Il n’est pas indifférent que le personnage principal perde la voix, lors d’un égorgement collectif, au pied d’une falaise, dans ces bataillons de mort que furent les camps de travaux forcés, où la Turquie ottomane enrôlait de force les Arméniens. Car perdre la voix, se faire muet, ne pas pouvoir dire, quitter le monde des mots pour celui des signes, comment ne pas y voir la traduction directe de cette réduction au silence des corps et des âmes, qu’est tout génocide ?
Il n’est pas indifférent que cette odyssée, qui va des rues de Mardin au camp de mort de Ras-ul-Aïn, des orphelinats du Liban à l’exil cubain, puis aux plaines du Dakota du Nord, emprunte les routes, les chemins de fer, les océans, les déserts comme les étendues neigeuses. Comment ne pas voir dans ce dédale de Babel, ce camp à murs ouverts, que devient le monde pour celui qui n’a plus de repères, plus d’attaches, plus d’ancrage, la métaphore, à l’échelle de la planète, de cet arrachement au sens qu’est tout génocide ?
Il n’est pas indifférent que dans cette nuit de l’histoire, des nationalismes réducteurs, ici et là, des soleils de générosité se lèvent, des bras s’entrouvrent, des regards se reconnaissent. Les Justes y ont leur part. Malgré les basculements, toujours possibles, jusque dans cette Amérique des immigrants, où les réflexes de jungle ne sont jamais bien loin. Malgré les tentations de l’ignorance et de la lâcheté. Car il n’est jamais de génocide impuni, ni oublié. Car il est toujours des témoins et des résistants. Car il est toujours un sillon. Celui qui fait renaître précisément. Qui fait se retrouver les êtres.
Film fleuve, à la fois elliptique – oiseaux se suivant dans le ciel, traces de pas dans le sable, horizons flous – et procédant par ruptures – à l’image des errances et des mémoires blessées -, The Cut nous convie à la réconciliation des âmes, que seule la force créatrice des poètes, des musiciens et des cinéastes parvient à faire émerger, par delà la nuit des consciences.
 
Barakat honoré
 
Le Festival international du film du Caire a organisé une publication du livre et une exposition commémorant le centenaire de la naissance de réalisateur égyptien renommé Henri Barakat, décédé en 1997. L’exposition a été tenue le 9 novembre, le jour d’ouverture du festival.
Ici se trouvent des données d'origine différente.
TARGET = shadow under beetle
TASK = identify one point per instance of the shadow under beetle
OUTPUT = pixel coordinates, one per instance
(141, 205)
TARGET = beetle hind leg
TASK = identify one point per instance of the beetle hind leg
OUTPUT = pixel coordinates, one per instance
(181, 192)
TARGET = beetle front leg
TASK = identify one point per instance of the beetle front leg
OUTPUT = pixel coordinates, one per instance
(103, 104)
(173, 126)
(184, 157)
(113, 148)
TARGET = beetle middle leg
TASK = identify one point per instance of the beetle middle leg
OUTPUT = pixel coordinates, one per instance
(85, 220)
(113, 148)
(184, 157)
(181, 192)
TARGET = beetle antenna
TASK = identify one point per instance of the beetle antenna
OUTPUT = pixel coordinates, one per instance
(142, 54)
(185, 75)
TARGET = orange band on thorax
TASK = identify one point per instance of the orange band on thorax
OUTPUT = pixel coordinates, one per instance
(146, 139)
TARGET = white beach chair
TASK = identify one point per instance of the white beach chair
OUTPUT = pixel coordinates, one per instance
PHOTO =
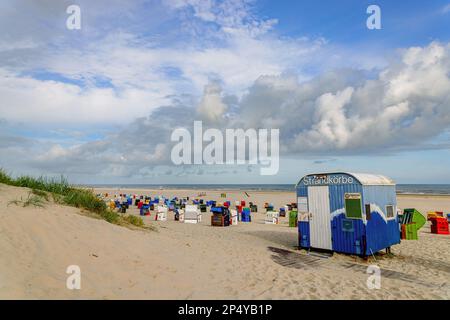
(271, 217)
(192, 214)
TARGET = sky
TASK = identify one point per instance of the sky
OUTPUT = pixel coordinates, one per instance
(99, 104)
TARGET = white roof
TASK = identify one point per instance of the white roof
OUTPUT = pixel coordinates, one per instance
(365, 178)
(372, 179)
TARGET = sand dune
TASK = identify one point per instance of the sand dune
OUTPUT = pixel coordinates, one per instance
(182, 261)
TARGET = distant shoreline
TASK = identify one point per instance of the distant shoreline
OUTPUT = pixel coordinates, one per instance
(225, 189)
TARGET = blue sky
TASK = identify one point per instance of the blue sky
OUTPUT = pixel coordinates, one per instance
(99, 104)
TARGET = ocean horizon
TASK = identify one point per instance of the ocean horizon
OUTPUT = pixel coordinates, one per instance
(438, 189)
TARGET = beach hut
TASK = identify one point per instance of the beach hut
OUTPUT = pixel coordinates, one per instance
(347, 212)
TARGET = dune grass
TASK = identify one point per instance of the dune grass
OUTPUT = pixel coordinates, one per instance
(63, 193)
(31, 200)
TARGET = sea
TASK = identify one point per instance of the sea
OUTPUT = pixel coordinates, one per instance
(437, 189)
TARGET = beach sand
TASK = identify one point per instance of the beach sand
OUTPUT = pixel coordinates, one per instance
(185, 261)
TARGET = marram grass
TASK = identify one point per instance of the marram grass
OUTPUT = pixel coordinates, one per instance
(63, 193)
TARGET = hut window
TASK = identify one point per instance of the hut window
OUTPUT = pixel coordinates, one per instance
(389, 211)
(353, 205)
(367, 211)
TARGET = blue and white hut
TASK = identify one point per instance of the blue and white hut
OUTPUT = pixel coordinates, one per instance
(347, 212)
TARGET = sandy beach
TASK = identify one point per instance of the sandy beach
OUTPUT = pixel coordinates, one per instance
(185, 261)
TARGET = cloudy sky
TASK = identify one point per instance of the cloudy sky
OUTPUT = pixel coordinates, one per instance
(99, 104)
L’exposition a présenté des photographies du réalisateur et ses œuvres les plus célèbres, en plus d’un documentaire de 30 minutes sur sa vie. Le livre du critique de cinéma égyptien du livre de Magdy Al-Tayeb sur Barakat a également été publié au cours de l’exposition.
Tout au long de sa carrière de cinéaste, Barakat a réalisé 92 films, scénarisé 49 films et produit 12 films. Il a commencé comme un éditeur de film, puis a travaillé comme assistant réalisateur. En 1942, il réalise son premier film «Al-Charid” (sans-abri), qui dépeint l’histoire d’un homme qui a une aventure avec une femme qui se livre à un autre homme. La femme donne naissance à une fille illégitime, et tente de garder l’affaire secrète. Un jour, la vérité se dévoile et les conflits entre les deux hommes éclatent.
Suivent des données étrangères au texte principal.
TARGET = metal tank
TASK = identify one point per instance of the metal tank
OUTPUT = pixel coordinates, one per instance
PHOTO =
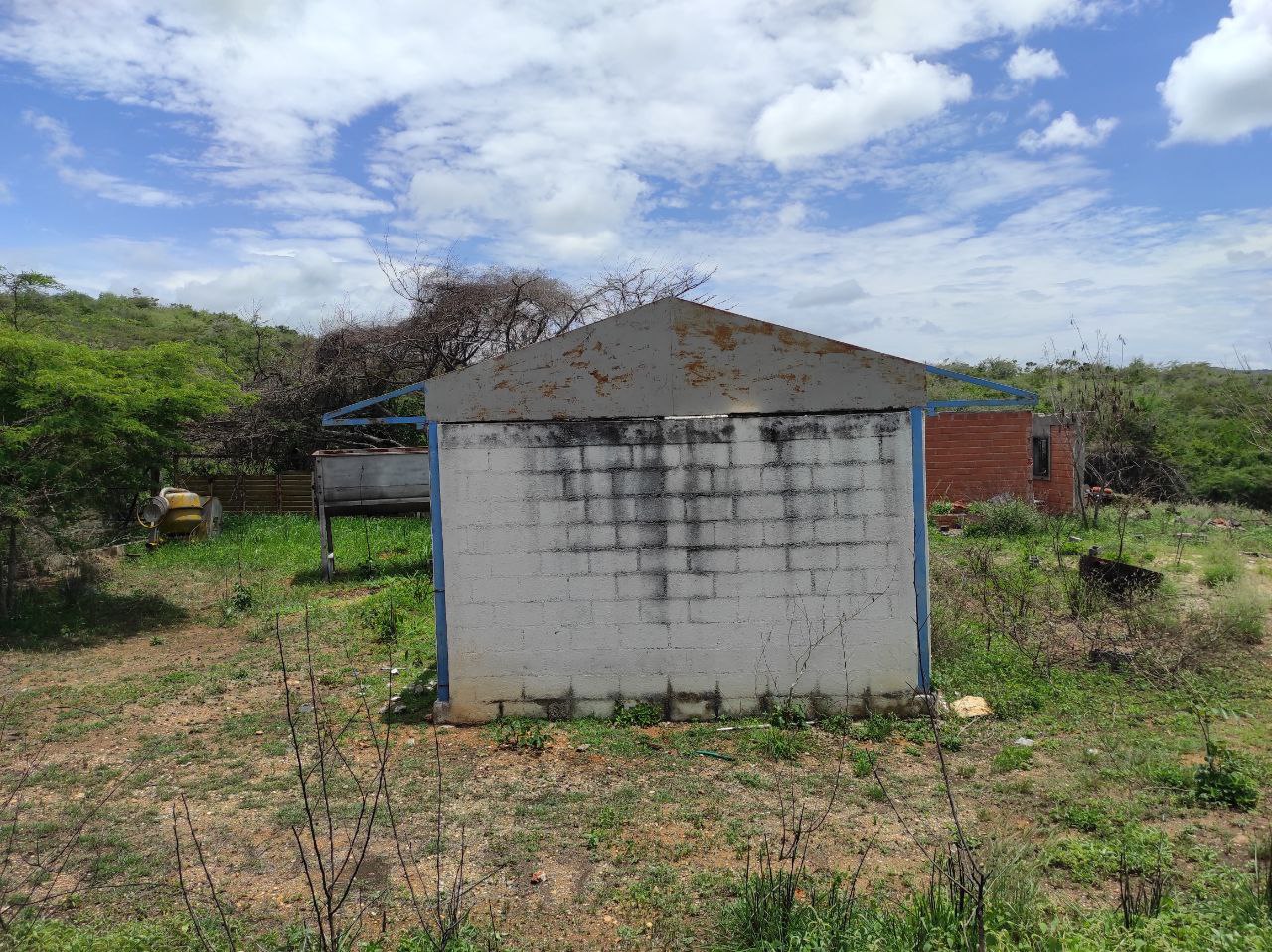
(367, 483)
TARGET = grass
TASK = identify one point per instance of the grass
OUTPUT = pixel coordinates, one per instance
(641, 823)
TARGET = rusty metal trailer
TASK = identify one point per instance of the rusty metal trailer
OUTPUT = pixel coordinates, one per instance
(367, 483)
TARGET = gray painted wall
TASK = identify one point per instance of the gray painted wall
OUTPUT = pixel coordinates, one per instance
(704, 564)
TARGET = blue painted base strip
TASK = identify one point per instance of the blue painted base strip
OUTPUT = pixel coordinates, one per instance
(922, 613)
(439, 564)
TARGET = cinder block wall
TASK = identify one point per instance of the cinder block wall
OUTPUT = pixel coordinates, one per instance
(980, 456)
(707, 565)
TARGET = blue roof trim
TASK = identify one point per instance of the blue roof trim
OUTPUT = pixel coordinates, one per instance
(340, 417)
(1023, 397)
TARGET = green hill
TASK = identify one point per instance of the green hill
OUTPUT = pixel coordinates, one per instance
(114, 321)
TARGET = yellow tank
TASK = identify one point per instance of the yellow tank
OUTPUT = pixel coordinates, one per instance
(185, 512)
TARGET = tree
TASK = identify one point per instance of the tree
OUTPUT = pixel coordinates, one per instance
(454, 316)
(22, 289)
(80, 425)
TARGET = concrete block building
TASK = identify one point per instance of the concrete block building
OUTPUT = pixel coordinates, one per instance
(680, 506)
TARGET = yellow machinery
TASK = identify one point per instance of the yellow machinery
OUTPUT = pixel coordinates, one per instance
(177, 512)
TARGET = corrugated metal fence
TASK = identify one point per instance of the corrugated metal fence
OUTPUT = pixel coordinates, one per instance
(285, 493)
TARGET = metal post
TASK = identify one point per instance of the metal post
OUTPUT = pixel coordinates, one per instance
(921, 597)
(439, 565)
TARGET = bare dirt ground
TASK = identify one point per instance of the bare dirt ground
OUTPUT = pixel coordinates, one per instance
(609, 837)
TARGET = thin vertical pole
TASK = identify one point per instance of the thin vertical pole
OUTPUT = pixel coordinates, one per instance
(921, 596)
(439, 564)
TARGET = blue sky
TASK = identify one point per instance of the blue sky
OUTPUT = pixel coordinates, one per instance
(930, 177)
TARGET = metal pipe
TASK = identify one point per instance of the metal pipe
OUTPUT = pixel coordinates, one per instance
(331, 419)
(982, 382)
(917, 420)
(439, 565)
(936, 404)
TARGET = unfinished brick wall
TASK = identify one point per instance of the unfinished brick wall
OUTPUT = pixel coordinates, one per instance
(1057, 494)
(976, 456)
(980, 456)
(704, 564)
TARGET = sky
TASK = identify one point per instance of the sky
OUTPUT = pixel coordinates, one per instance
(935, 178)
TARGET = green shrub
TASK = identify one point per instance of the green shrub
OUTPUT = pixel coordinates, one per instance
(1241, 613)
(1005, 517)
(640, 714)
(521, 734)
(775, 744)
(877, 726)
(841, 724)
(399, 613)
(1088, 817)
(1220, 562)
(1012, 758)
(1222, 782)
(787, 715)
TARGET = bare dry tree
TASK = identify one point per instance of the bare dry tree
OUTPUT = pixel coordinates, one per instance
(331, 851)
(452, 316)
(40, 870)
(187, 889)
(444, 916)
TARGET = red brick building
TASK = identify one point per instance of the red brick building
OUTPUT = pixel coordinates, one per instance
(976, 456)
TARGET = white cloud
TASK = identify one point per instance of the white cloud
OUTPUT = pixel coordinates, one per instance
(64, 154)
(871, 99)
(1028, 65)
(539, 122)
(1039, 112)
(1067, 132)
(840, 293)
(1221, 88)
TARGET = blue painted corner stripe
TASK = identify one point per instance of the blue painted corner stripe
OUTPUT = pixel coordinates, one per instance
(439, 565)
(922, 612)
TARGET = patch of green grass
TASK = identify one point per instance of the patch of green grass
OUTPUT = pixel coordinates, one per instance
(605, 737)
(639, 714)
(1093, 858)
(773, 744)
(1220, 562)
(1241, 613)
(1012, 758)
(521, 734)
(1091, 817)
(1009, 517)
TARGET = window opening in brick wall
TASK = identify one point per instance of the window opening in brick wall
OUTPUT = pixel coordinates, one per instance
(1041, 457)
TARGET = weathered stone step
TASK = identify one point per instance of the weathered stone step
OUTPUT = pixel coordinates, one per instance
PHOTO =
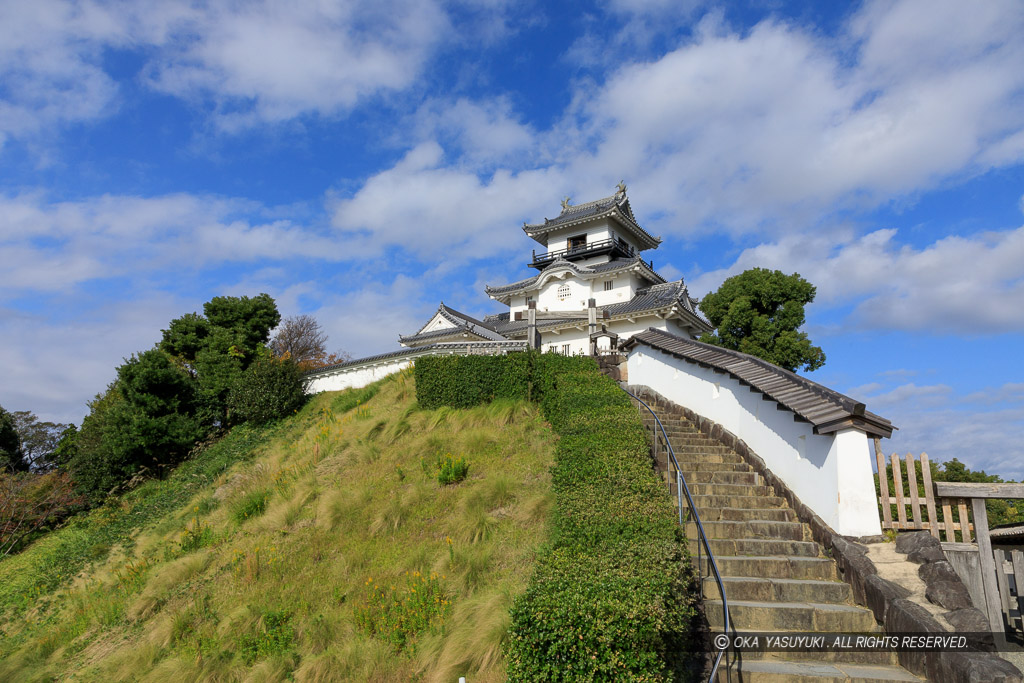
(722, 477)
(707, 501)
(685, 459)
(753, 528)
(781, 590)
(773, 566)
(715, 467)
(730, 489)
(758, 547)
(873, 657)
(747, 514)
(771, 615)
(700, 450)
(773, 671)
Les films réalisés par Barakat ont discuté de plusieurs enjeux de société tels que les relations et la lutte contre les traditions conservatrices. Son film reflète également la corruption morale et l’hypocrisie dans certaines communautés égyptiennes. Les autres films de Barakat comprennent “Hekayet Bent Esmaha Marmar” (L’histoire d’une fille appelé Marmar), “Leilet Al-qabd Ala Fatma” (La nuit de l’arrestation de Fatma) et “Doaa Al-Karawan” (la prière du rossignol).